Now if we wish to repeat the computation, say with 1000 people at baseline and 18 cases at the one year follow-up, we may just use the function again:
> compute.incidence.rate(1000,18)
[1] 0.01816347
So the incidence rate is about 1.82%. Question: why don't we report the value as 0.01816347?

So we had two inputs to the computation, which were the two arguments of the function. The function returned a single output, which was the value of the last expression evaluated. The function encapsulated a single cognitively meaningful idea, and can be used as a building block in a larger program. And by encapsulating the computation, the intermediate values, which are not needed by the rest of the program, are isolated; this reduces clutter and reduces the chance of error.

Let's do another simple example. On page 96 of the epidemiology textbook, you learn that the odds ratio of disease may be computed from a two-by-two table. If a is the number of persons with disease and the exposure, b the number of persons with the exposure but not the disease, c the number of persons with the disease but not the exposure, and d the number of persons with neither the disease nor the exposure, the odds ratio is ad/(bc). If the odds ratio is one, this measure indicates no association between the exposure and the disease; as the odds ratio gets larger, a larger association is indicated. If the odds ratio is less than one, the exposure is actually protective.

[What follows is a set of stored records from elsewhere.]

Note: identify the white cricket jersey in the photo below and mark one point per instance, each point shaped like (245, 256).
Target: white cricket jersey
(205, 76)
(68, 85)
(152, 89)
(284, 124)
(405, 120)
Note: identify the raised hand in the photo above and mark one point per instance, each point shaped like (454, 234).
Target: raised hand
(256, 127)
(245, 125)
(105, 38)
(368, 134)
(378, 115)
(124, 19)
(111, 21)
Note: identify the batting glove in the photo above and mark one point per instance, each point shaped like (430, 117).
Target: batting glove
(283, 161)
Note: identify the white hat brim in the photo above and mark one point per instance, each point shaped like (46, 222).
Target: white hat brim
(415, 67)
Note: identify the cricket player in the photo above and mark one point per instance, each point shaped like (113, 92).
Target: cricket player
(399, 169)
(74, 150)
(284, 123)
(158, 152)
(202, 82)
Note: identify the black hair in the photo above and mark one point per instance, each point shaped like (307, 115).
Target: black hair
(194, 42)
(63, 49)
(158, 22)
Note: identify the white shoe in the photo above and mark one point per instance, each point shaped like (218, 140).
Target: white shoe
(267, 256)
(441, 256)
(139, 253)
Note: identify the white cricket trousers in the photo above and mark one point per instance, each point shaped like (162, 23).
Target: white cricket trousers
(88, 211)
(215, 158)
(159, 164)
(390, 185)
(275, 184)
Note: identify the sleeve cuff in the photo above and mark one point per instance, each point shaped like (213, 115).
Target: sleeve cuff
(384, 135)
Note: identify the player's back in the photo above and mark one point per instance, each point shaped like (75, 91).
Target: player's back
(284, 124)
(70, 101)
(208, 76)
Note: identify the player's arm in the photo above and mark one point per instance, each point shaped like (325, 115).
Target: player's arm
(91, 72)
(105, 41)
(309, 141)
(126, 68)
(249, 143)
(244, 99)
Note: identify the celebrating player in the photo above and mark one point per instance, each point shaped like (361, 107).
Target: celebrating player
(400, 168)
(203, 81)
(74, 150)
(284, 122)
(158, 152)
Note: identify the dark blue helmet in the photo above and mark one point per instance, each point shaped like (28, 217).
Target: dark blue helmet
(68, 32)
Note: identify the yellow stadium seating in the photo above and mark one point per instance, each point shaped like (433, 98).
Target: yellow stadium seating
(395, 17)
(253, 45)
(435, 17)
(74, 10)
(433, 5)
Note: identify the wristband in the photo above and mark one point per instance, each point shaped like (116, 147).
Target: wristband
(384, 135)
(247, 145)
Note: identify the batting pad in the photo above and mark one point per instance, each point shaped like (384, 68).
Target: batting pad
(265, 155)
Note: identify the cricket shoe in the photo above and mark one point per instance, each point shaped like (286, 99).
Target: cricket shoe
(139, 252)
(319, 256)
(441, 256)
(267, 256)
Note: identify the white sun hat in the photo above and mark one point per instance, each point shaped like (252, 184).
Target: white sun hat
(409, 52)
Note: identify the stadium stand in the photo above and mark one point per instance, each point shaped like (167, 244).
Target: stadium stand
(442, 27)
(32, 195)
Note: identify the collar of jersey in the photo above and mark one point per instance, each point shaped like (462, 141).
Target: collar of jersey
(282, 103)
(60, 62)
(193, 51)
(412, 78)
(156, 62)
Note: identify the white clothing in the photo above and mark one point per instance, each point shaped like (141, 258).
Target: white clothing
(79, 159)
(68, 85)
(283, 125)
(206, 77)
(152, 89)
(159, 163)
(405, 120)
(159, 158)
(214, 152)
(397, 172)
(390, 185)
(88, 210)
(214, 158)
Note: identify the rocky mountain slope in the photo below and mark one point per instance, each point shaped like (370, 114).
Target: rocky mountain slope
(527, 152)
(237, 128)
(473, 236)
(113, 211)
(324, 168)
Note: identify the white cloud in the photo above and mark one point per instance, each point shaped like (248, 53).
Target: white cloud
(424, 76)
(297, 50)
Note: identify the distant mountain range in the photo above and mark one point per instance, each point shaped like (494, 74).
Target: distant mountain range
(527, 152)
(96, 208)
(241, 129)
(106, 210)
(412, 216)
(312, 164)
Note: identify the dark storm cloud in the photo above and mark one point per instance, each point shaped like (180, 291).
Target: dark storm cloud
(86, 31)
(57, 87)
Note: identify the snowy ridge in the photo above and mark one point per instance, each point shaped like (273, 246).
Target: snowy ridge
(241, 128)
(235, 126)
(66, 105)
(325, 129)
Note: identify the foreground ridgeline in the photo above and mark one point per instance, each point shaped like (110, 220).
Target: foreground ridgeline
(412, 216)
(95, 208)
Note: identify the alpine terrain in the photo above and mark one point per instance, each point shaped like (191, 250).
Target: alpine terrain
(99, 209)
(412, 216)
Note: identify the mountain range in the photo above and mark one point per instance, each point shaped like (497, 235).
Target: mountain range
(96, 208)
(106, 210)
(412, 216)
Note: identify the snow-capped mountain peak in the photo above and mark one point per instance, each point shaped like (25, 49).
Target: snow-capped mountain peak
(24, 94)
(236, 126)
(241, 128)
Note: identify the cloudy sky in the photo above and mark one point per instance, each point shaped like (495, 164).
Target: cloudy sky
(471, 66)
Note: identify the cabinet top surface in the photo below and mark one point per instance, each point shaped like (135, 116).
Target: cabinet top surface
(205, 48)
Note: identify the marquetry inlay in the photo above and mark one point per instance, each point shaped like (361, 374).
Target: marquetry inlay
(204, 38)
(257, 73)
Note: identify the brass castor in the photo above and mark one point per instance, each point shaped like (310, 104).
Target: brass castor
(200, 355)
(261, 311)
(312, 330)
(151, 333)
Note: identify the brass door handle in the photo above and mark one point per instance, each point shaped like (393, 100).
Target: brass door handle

Let's write a simple R program to compute the odds ratio. We have not yet learned how to work with tables in R (but we will soon), so we can't yet pass a table directly to the program. We will have to make do with four arguments, which we will call by more meaningful names:
> compute.odds.ratio <- function(d.e,nod.e,d.noe,nod.noe) {
+   d.e*nod.noe/(nod.e*d.noe)
+   }
[1] 2.489801
We then used the function to compute the odds ratio summarizing the association between pellagra and sex (page 97) of the textbook.

Notice that it becomes difficult to tell from the function call which number means what. Can you tell what 46 is? To tell, you have to look back at the function definition. It turns out you can name the arguments at the time you call the function, improving readability and reducing the probability of error. You will see this in a later example we will do. For now, we will continue to use the positional method whereby the first argument in the function call will be matched with the first identifier in the formal parameter list and so on.

1 We will discuss the meaning of the curly braces next lecture, and when they may be omitted.